At Mt St Mary University we started the campus tour in a golf cart. Jackie, my guide, really likes tooling around the campus in it. The college is a cozy, pretty place set at the base of the Catoctin Mountains with uniform, grey stone buildings. After about ten minutes, I made her stop. If I was going to get any connection with this place, it had to start on foot. A major weather system was moving in, and each fleeting hour might be my last dry one. I felt under a little pressure to produce great campus photos, immediately.
The rain held off for the morning, which was good, as I didn’t feel I had anything until close to noon. It took that long to get my bearings, (I was a little shell-shocked from being on a different campus the day before, then driving five hours). I found about three spots that worked for me, so that during class changes I could get a pretty, populated campus feel.
There is a great temptation, and I succumb frequently enough, to fall back on solutions that I know will work. This is frequently the task of a commercial photographer. What is needed is not a unique work of art. I have my own way of organizing the frame and making an appealing photo. I take those, the client is satisfied, and I’ve gotten them out of my system.
It is when I am in struggle, when I find a situation of complexity that seems overwhelming, that then the good stuff starts to happen. It seems to happen after I’ve been on the ground for awhile, and I know where I am. I am ready to start finding the hard photos, the ones that require I be in the flow for them to congeal.

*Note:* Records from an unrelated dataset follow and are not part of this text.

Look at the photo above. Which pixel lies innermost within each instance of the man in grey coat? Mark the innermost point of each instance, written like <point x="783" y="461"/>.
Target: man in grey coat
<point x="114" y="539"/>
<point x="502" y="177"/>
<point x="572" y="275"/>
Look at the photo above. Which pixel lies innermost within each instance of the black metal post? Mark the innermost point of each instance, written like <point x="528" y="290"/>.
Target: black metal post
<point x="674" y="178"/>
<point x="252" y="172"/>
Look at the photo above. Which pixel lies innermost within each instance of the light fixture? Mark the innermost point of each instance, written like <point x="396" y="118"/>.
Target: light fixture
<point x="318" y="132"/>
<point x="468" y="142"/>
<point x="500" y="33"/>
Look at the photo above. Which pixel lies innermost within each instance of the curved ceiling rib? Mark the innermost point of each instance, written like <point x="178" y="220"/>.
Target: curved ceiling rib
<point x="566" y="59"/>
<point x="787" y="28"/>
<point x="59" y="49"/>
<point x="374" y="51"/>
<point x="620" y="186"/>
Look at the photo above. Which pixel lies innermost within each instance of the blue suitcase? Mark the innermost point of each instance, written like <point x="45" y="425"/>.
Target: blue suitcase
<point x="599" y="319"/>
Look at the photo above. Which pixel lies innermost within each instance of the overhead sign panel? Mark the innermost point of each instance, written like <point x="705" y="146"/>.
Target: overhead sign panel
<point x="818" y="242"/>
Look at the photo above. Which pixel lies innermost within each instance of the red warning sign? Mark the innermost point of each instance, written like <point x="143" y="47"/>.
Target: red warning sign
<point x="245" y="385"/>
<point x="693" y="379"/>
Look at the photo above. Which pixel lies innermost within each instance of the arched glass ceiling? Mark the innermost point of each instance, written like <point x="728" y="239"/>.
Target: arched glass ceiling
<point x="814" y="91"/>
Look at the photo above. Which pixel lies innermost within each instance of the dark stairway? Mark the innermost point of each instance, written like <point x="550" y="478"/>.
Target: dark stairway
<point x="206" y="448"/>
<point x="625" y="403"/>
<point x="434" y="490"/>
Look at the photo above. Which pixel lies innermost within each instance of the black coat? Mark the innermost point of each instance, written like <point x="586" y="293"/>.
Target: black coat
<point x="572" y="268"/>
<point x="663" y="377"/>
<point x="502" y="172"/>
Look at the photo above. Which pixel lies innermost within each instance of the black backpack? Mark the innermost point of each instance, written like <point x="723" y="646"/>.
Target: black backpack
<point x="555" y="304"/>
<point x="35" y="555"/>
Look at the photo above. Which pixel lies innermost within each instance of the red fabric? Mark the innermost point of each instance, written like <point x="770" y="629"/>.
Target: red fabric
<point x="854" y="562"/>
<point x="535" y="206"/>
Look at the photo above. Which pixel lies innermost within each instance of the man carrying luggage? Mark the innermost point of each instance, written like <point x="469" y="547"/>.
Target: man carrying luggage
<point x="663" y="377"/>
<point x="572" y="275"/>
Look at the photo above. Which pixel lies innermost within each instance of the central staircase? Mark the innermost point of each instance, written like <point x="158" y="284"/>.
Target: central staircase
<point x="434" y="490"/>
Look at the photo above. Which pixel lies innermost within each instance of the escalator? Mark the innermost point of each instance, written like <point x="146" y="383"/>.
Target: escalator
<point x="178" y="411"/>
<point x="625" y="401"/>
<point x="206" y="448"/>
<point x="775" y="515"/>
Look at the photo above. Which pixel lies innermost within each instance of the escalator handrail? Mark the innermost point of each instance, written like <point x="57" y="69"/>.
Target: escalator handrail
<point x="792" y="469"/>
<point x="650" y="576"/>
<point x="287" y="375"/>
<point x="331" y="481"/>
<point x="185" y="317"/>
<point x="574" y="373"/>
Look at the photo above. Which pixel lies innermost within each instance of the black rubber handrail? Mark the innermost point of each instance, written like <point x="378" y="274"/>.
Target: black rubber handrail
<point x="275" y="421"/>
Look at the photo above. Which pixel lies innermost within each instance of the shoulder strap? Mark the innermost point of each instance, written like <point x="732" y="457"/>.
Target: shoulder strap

There was a play on that night, Bertolt Brecht’s Antigone. Before the play, when the actors are getting ready, I figured would be a promising environment. As I entered the dressing room I walked into a caphophonous wall of wildly varying energies. Clusters of kids were loudly talking, a couple was in an intense bonding moment in the middle of the room, others were alone, re-reading their lines, walled off in a bubble of solitude. There were photographs here, if I could attune myself to this pre-performance intensity.
When Robin called me an hour later, she said, "Where are you? You sound so excited and wound up." I told her what I had just been shooting. "Oh, you got connected."